Clearly, I needed to simplify, and I have dabbled in ways to do that. One that's widely acclaimed is to get rid of stuff. I parted with 12 screwdrivers, three hammers, a glue gun, and a heavy old coal shovel. I let go of personal treasures, including my cross-country skis, children's books my middle-aged sons once loved, and four grades of steel wool for refinishing steamer trunks. I threw away planning folders for arts festivals and political campaigns, permits for block parties, even notes from people who loved me.
I acquired many things in the process of creating myself and now enough is enough. I am who I am and that will have to suffice.
Much of what I part with has life left in it. I rely on churches and secondhand vendors, online listings, and grandchildren setting up apartments. Sometimes I leave things on the sidewalk. I put a "FREE" sign on a desk chair with one jagged tear on the right arm and wheeled it down the driveway. It was gone in two hours. So was a large blue rooster made from steel drums, and a nice wooden swivel chair I refinished decades ago.
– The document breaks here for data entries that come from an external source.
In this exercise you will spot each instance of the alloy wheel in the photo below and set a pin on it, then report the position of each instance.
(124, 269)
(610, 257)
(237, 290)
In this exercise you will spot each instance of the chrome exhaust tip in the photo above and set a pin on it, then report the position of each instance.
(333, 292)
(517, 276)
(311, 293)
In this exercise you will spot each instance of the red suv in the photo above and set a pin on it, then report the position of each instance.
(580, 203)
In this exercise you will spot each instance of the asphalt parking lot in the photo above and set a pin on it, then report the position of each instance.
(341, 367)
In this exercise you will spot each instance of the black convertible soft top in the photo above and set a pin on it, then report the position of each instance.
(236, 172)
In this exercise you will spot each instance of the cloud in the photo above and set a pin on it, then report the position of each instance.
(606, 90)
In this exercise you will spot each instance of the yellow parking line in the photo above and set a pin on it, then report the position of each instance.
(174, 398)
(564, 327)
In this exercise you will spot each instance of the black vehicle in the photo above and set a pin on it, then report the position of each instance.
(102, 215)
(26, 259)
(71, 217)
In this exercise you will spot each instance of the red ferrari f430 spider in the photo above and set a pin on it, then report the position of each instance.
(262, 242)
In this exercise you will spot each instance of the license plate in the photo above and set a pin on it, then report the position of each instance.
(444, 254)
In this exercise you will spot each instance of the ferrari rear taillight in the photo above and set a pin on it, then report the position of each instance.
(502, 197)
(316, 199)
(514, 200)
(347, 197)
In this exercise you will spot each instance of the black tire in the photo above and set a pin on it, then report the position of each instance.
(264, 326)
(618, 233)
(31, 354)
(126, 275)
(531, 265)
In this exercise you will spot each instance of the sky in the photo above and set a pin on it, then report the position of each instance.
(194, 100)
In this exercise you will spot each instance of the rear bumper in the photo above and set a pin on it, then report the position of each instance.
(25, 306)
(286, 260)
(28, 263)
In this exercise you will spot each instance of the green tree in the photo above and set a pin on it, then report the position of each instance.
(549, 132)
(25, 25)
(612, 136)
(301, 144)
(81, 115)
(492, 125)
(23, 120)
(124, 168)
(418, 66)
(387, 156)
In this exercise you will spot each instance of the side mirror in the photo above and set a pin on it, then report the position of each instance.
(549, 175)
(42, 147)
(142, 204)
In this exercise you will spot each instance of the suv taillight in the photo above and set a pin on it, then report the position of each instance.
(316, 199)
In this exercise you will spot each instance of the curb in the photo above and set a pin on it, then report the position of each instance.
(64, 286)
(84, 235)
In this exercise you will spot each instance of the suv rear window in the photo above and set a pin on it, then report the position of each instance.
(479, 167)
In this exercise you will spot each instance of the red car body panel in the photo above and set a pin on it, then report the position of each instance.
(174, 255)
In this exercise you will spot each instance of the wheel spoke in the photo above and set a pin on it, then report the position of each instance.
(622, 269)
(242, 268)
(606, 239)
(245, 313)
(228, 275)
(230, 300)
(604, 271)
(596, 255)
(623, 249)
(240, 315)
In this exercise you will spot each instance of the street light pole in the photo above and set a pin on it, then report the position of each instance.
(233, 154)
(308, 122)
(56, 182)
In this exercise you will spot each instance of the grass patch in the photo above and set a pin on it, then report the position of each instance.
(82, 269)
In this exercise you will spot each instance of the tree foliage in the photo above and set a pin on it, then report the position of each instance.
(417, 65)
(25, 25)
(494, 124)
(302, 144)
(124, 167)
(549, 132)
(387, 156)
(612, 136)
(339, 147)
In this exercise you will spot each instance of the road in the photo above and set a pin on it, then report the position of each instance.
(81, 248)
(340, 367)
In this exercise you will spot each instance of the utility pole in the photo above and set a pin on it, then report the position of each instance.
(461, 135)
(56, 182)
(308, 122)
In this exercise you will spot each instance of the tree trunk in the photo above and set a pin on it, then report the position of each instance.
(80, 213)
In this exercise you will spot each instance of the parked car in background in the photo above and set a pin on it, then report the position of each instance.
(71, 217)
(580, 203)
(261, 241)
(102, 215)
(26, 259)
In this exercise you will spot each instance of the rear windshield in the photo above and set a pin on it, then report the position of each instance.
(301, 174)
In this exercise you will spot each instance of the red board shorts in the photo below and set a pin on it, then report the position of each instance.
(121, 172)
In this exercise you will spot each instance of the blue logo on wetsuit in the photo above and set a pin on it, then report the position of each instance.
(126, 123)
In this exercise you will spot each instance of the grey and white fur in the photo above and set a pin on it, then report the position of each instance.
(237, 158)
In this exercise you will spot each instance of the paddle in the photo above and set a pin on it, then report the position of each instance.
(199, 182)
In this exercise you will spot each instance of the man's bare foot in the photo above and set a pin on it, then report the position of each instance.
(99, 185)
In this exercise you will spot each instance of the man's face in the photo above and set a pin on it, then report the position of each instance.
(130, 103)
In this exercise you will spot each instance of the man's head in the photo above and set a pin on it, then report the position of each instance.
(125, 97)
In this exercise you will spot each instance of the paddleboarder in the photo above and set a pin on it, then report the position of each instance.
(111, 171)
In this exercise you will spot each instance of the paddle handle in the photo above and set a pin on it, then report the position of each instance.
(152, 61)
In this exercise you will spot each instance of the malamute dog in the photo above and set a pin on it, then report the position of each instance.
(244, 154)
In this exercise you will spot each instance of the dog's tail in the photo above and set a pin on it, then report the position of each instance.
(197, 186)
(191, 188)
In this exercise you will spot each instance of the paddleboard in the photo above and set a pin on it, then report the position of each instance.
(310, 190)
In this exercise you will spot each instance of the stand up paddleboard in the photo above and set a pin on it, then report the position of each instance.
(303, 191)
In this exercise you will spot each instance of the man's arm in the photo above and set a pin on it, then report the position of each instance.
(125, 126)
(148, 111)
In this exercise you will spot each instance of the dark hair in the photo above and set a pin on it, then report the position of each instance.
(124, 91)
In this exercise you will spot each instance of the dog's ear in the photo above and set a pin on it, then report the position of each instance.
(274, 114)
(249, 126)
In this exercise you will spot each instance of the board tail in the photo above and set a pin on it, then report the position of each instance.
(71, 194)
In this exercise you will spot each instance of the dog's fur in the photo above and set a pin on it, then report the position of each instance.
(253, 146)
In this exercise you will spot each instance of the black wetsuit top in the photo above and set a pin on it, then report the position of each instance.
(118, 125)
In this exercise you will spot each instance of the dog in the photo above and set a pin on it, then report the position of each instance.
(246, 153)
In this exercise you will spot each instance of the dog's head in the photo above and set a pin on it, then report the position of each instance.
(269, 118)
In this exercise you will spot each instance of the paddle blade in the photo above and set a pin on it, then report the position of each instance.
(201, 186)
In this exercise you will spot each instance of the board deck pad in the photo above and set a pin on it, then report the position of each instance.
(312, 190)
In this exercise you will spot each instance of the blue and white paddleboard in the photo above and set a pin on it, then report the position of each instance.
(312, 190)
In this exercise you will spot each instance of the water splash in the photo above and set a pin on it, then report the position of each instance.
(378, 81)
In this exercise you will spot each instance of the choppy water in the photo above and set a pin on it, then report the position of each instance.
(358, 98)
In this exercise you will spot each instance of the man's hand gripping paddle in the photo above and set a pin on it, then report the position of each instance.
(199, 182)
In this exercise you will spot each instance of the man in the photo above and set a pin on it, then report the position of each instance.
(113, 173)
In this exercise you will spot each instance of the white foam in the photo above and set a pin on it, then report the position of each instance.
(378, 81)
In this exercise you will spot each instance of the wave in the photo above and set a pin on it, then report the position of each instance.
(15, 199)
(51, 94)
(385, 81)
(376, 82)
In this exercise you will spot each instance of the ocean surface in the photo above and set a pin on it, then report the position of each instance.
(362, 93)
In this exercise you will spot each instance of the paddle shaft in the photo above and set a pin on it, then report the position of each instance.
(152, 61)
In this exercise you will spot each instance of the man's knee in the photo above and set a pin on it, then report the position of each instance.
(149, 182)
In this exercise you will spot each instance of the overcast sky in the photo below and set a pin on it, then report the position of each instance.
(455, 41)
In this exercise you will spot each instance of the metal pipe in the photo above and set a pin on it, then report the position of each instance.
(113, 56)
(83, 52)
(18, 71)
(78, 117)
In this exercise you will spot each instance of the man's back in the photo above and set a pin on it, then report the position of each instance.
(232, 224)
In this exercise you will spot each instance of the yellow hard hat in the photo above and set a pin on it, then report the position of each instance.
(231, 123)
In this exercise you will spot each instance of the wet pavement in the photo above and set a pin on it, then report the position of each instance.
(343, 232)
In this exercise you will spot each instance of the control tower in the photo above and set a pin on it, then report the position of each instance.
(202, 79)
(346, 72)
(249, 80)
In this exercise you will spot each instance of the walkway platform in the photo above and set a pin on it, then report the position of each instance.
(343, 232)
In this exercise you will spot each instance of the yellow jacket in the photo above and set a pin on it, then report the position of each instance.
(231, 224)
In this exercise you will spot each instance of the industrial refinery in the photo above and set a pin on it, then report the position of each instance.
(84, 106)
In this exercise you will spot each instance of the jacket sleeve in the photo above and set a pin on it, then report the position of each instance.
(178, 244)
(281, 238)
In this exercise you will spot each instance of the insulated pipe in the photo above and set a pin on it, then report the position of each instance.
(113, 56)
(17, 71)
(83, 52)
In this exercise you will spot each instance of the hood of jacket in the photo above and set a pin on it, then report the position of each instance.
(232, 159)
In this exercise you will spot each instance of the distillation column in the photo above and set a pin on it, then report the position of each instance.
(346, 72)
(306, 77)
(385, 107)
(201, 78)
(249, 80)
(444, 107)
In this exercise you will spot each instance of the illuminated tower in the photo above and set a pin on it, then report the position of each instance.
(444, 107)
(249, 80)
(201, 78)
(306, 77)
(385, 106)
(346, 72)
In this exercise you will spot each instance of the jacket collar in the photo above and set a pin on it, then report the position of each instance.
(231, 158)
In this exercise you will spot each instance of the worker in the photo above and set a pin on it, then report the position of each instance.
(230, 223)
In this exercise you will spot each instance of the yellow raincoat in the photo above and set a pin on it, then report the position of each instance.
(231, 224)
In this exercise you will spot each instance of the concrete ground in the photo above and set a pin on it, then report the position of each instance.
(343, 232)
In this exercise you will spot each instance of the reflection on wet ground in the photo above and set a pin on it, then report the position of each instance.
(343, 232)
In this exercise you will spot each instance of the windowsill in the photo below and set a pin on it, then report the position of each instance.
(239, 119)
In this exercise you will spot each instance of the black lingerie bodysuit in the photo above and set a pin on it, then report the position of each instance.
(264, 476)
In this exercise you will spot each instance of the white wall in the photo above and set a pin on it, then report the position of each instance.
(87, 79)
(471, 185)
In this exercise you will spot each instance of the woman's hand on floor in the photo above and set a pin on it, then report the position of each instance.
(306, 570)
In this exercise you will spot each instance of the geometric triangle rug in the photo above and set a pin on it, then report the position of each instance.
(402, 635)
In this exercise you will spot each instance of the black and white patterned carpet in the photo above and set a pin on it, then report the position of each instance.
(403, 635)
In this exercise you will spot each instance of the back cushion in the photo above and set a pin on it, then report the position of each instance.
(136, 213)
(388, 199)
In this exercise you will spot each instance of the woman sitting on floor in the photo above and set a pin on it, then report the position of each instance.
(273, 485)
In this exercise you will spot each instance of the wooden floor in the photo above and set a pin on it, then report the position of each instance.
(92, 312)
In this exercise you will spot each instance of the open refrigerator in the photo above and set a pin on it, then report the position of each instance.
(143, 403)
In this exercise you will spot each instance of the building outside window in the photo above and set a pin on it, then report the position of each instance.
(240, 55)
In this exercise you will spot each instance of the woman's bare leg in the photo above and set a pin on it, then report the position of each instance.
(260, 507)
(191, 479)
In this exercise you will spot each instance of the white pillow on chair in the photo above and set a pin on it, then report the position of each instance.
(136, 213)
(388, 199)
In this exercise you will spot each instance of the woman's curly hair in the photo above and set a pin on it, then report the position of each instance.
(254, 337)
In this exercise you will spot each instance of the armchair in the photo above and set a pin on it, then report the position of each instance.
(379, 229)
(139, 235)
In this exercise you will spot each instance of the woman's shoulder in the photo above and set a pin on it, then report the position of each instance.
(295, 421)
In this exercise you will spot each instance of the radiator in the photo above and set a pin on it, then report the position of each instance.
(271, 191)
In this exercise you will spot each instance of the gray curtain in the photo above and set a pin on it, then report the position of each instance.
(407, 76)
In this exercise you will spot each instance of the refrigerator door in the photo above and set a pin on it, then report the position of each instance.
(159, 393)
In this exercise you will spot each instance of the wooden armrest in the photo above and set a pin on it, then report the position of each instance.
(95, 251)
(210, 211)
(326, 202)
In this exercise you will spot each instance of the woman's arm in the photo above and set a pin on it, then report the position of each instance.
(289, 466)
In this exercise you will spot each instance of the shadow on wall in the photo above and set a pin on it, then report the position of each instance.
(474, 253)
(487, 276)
Getting rid of stuff does more than protect me from embarrassment at the mess I'd leave behind. It is a kind of hail and farewell that bestows value on what I let go. Reading a note from someone I taught as a high school sophomore brings the gifted, awkward 15-year-old back to life. The well-behaved beige dress I wore to a granddaughter's high school graduation makes me think with a surge of pride and love of who that young woman is now.
My primary incentive is not a rage for order. It is mortality. If I don't get the job done, somebody else will have to empty my files and closets and shelves. I'd much rather control my own discovery and disbursement process.
It's easy to describe what is happening in terms of loss. My mind and body can't keep up with who I used to be. I don't have the stamina. And yet, as I have less strength, fewer things, and a shorter future, I've become more aware of what remains. When I do one thing at a time, I focus on that thing. Walking around the pond alone, marveling at the way Merganser ducks rear back before they dive, is very different from using the walk to talk with a friend or listen to "Morning Edition." It's not so much simpler as it is differently complex.
I like that different complexity. For as long as my good health remains, age bestows an attentive calm. I have fewer options, but I am also subject to fewer demands. I am more aware of what is beyond my control and more conscious of the choices that remain. The narrowing of time and competence and possessions seems to bring a deepening of awareness and gratitude and love, as if slowing and simplifying are among the blessings of mortality.